Mulligan
Give me a museum and I'll fill it. (Picasso) Give me a forum ...
- Joined
- May 3, 2009
- Messages
- 9,343
This is a very active thread, and it all sounds rather complicated to me.
I've just skimmed out of curiosity, so maybe I missed it, but how many of you are tracking your annual total return? I get the impression that these issues are to provide some downside protection, so is there a Total Market/Total Bond AA that would be close in terms of market swings? Do these preferred stock portfolios do that much better overall?
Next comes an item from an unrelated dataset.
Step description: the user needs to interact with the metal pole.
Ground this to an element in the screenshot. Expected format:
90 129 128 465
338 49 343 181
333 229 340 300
I'm guessing there's no simple answer - it depends on your picks, and buy/sell points. Any decent correlation between individuals doing this?
-ERD50
ERD, If your a total return person, these probably wouldnt be of too much interest to you, unless you just wanted a different subset class to invest in... Most people say no more than 5-10% of NW. FWIW, I returned 30% total the previous 2 years combined and maybe 11% this year. So this year is way under market returns. But I dont invest to beat the market....Year in year out over rising and declining interest rate cycles, 6% perferreds wont beat the market.
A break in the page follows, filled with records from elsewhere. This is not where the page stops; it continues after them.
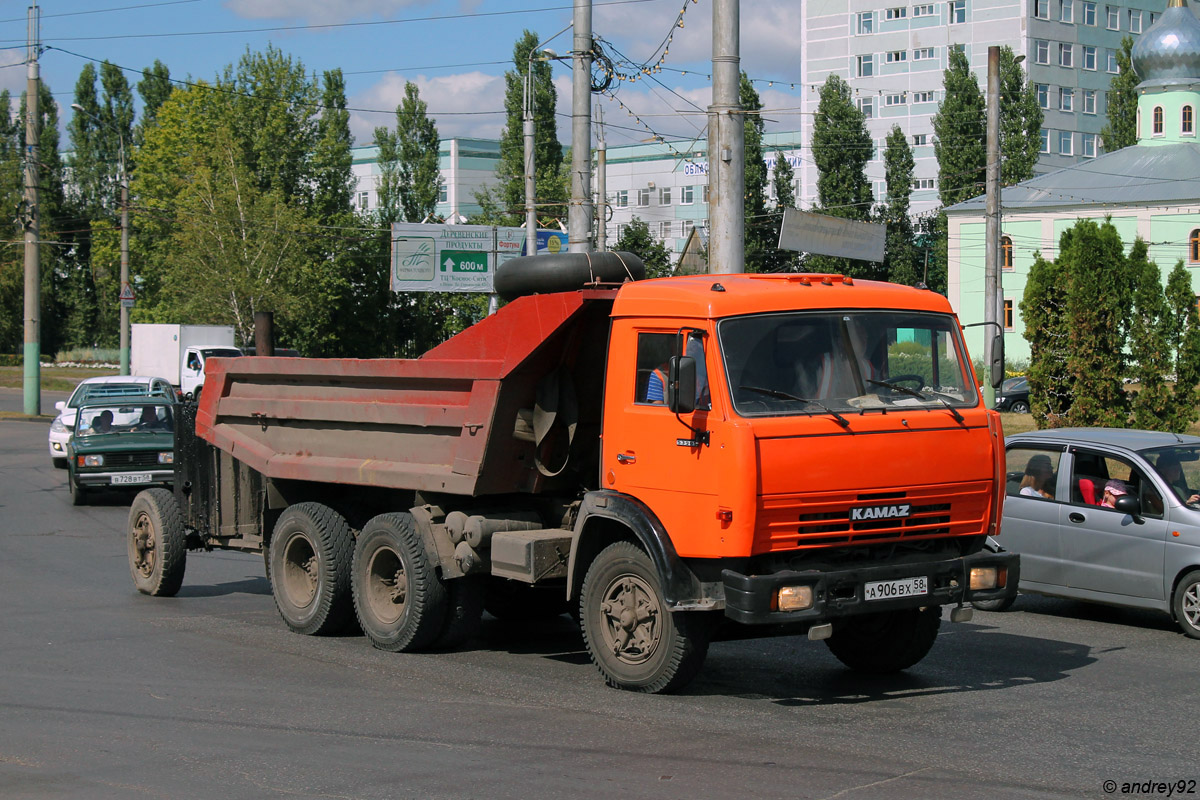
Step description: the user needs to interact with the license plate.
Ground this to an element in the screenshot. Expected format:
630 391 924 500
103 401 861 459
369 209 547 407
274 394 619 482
112 473 153 485
864 576 929 601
These are mostly for people who are investing for income streams.
Now I take it to a bit of extreme because I like to have fun, and my pension covers 150% of my monthly expenses and has a cola so I dont need any returns at all as it wont change my lifestyle either way..
Most buy a few issues and hold for the safe income stream.
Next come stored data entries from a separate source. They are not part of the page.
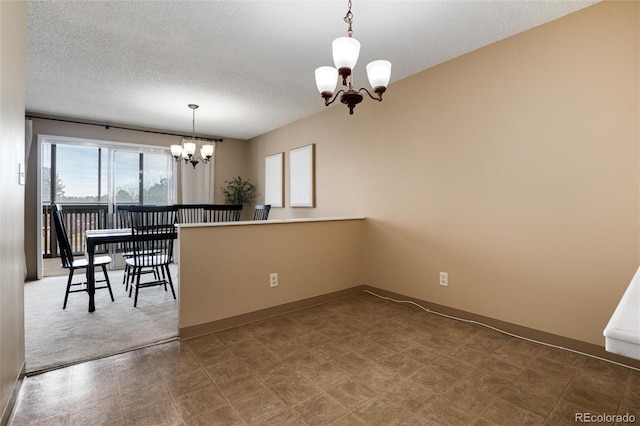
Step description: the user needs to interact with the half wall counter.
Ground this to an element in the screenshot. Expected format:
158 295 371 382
604 265 640 361
176 217 365 339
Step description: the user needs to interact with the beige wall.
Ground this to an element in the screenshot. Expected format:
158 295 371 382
0 0 26 421
178 219 364 334
249 1 640 346
24 117 251 279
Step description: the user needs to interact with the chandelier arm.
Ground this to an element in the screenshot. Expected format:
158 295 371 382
358 87 384 102
324 89 347 107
Me, I kind of cover all angles... Term dated preferreds, meaning they mature at a predetermined date and you get your par money back...Examples I own...LANDP, RILYL, KYN-F, CNIGO.... Adjustables that yield more when Libor goes up and less when it goes down. Examples include ALLY-A, NSS, GJO... ....Perpetuals. These have no maturity dates and will trade in the wind to long end of yield curve. Examples I own are PPWLO, FIISO, AILLL..... Then there are subsets under the above that are higher yeilders and lower yielders based on financial strength of company...
Take the adjustables example above...RILYL and KYN-F are term dated issues that have to mature in 2-3 years...RILYL has a yield of 7% ish and is not QDI as it is a note. KYN-F is about a 3.3% yield, but is QDI and A+ “bond rated”, by Fitch. So the riskier issues will yield more.